Sadly, I can’t do anything about guests wanting to watch a film about the environment on their iPad whilst running the hot shower. But I can get the darn bottle of Fairy out of their hands.
‘So you DON’T want us to wash up?’ demanded a French chap as he surveyed the sign. ‘No, thank you all the same,’ said the BB. ‘We just want you to leave your dishes there so we can load them into the dishwasher.’ The Frenchman looked at him as though we were proposing to place the dishes in a nuclear reactor.
It was the New Zealand lady who argued with us about everything who first came right out with it and told us, ‘Dishwashers cause neurological damage.’ ‘I don’t think so,’ I said. But she was adamant. Her previously fit and healthy fiftysomething brother had just been diagnosed with a horrible disorder and she was convinced that dishwashers were to blame.
It’s all based on a ‘proven’ myth that dishwasher detergent pods are encased in a film which contains microplastics that somehow stick around on the dishes… The theory runs out at this point.
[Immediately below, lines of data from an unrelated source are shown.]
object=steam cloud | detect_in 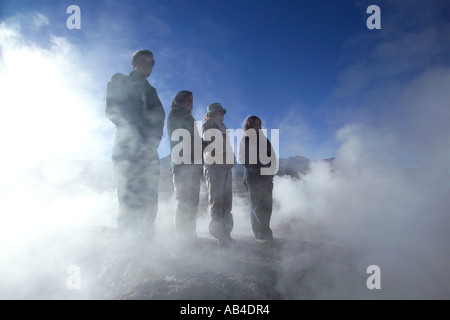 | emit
[0,0,450,299]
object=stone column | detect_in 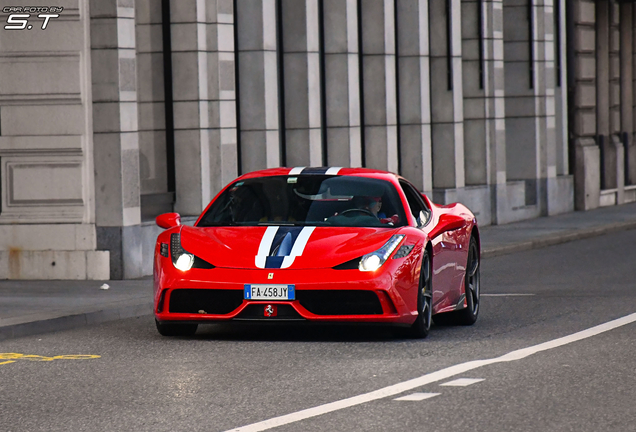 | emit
[323,0,362,167]
[396,0,433,192]
[625,6,636,185]
[236,0,280,172]
[461,0,506,225]
[90,0,142,279]
[361,0,398,172]
[462,0,486,185]
[620,3,636,189]
[170,0,236,215]
[553,0,574,176]
[135,0,174,221]
[429,0,464,191]
[504,0,556,217]
[596,0,616,189]
[281,0,323,166]
[534,0,574,215]
[570,0,600,210]
[483,0,512,224]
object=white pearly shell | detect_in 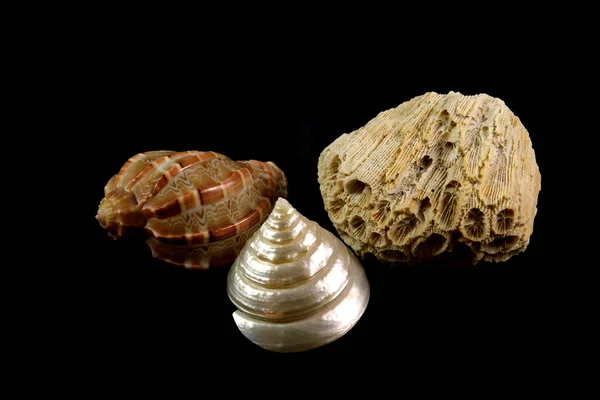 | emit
[227,198,370,352]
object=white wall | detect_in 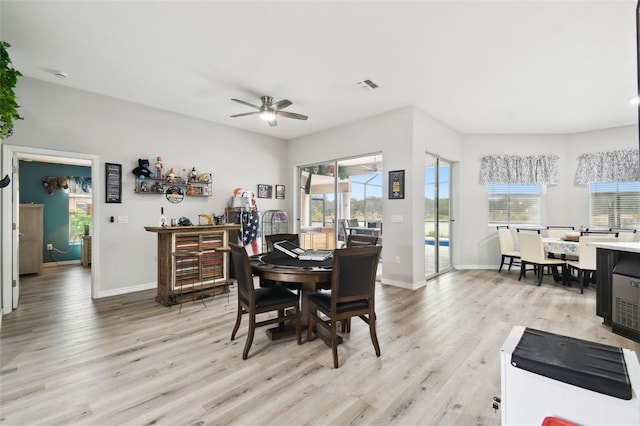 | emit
[456,126,638,268]
[6,77,287,296]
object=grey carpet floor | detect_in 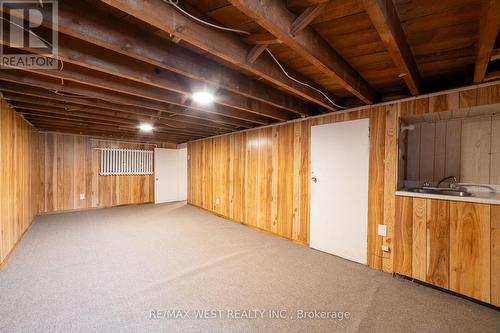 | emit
[0,203,500,333]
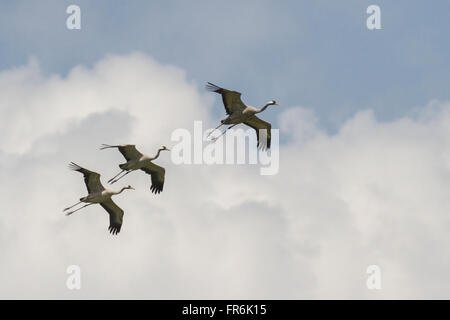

It’s garbage. It confuses soluble, biodegradable detergent-grade PVA with insoluble forms used in applications like textiles.
I have a theory, and you can call it a conspiracy theory if you like. The deep state – whatever that is – is feeding these bizarre conspiracies to the masses to divert attention from the real horrors they don’t want us to think about, and stuff they’d rather we didn’t look into properly.
From killer dishwashers to ironing boards that give you cancer, the crackpot theories multiply, and they’re all designed to take the eye off something, is my wild conspiracy theory. The other day, I noticed that some people calling themselves scientists were claiming the Earth was revolving a second quicker one day per year, changing people’s circadian rhythms, leading to ‘spikes in heart attacks, strokes and traffic accidents’. Does that make you want to say, ‘Oh, that explains it!’?
If you’re falling for a lunatic idea, I sympathise – but only up to a point. If you want to run my hot water tap while squeezing a Fairy bottle, then you’ve gone too far.